I am certainly glad that I didn't follow that advice as a youngster. I'd have missed out on SO much. One of the things I've been able to learn over the years about photography is that there are two areas of knowledge: those things I know, and that it's important to know about those things I don't know. The few things I know, I know well. There are, however, lots of those things I know that I don't know... and that's where the instruction of others is invaluable.
Knowledge is passed down from one person to another, sometimes consciously other times unconsciously. Some people, like the OP, seek a teacher, other times someone else might seek a pupil. There is a pleasure in teaching as well as being taught new skills. I don't deny at all the value of teaching and learning in photography or any other field.
The reason I value the saying, "your photos are your only teacher [in photography, or maybe even life], is for a very specific phenomenon.
We're all very quick to judge the photos of others, but when it comes to our own photos, we're indecisive. We like or dislike the images of major photographers, and yet for some reason we find all our own images to be 'good' or even 'great', we don't dislike any of our own photos...
If you look at online photo hosting sites, people have thousands of photos uploaded while if you visit the site of a major photographer, they show 20 plus or even less photos. The magnum photo member's portfolio is around 50 photos plus if they have their books posted online, while an average flickr user has more than 500 images uploaded.

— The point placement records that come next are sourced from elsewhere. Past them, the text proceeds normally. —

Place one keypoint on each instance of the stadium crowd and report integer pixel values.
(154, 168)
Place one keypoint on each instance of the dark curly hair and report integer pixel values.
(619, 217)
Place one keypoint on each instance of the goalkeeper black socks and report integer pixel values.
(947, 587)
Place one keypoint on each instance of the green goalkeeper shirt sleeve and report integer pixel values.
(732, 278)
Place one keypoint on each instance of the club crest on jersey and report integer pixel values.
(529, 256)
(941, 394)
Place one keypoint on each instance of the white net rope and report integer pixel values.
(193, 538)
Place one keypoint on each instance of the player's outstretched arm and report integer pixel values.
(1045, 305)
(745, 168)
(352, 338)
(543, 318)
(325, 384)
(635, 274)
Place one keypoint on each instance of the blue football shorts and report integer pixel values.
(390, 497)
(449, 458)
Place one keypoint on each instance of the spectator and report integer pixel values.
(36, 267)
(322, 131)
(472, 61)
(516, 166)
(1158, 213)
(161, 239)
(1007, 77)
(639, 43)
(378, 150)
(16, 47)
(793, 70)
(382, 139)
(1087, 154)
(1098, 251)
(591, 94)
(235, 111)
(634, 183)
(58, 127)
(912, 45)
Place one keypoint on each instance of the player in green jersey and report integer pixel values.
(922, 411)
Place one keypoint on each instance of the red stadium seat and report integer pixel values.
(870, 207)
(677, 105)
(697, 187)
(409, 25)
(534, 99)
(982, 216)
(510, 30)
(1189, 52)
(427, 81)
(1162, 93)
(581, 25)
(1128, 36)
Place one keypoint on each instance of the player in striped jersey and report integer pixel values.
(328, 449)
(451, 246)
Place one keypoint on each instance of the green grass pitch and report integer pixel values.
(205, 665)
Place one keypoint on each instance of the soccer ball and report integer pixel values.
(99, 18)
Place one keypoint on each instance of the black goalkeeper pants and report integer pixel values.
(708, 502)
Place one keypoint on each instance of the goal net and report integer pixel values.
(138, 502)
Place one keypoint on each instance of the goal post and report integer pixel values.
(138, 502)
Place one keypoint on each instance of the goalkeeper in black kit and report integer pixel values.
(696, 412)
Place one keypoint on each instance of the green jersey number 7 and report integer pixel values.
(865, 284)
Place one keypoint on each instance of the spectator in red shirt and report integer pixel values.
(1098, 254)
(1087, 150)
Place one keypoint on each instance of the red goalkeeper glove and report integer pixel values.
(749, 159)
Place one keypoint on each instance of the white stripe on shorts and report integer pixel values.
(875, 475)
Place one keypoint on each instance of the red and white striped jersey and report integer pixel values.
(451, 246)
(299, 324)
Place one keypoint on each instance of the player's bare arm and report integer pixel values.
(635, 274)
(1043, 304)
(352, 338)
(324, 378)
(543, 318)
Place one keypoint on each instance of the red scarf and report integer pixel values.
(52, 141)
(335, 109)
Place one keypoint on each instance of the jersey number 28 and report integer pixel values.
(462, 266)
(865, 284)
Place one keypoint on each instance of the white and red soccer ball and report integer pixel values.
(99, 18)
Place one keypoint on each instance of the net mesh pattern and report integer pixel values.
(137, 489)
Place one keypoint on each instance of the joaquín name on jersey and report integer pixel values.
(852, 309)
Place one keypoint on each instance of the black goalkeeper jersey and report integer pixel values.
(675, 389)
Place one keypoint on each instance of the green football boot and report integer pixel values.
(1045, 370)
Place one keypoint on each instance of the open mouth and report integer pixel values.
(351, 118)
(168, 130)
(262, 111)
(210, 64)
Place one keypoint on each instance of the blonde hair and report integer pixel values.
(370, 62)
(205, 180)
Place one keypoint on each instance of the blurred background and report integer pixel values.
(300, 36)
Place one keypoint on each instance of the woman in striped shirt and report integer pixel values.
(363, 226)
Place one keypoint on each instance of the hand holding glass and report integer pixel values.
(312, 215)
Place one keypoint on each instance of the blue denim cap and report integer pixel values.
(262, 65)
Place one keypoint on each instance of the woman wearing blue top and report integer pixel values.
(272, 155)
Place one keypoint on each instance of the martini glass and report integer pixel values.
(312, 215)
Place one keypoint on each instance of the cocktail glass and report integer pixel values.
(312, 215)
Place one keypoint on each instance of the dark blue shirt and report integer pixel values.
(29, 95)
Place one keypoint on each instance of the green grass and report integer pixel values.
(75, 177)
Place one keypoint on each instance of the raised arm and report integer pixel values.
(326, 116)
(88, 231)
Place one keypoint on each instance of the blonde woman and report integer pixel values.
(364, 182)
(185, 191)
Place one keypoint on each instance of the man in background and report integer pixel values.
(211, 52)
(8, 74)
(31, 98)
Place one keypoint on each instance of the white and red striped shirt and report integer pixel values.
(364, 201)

And when it comes to printing, once again the answer to how should I print is very much in the pictures that one wants to print. If you have a well-exposed negative of strong content and form, a straight print is good enough like all of HCB's photos. On other side if you have a well-exposed negative of a strong content but a straight print will not be good enough, like Ansel Adam's Moonrise Hernandez, then once again its the photographer who was there in the moment of capture who can replicate the same condition on the print, not the oblivious master printer who was not there when the image was captured.
The OP should seek a teacher and good luck to him finding one for free, but before that he should contemplate by looking at his photos and prints carefully and finding out where his lacking, and from personal experience I can say that 99.99% of the time, the problem is with the photos not the prints.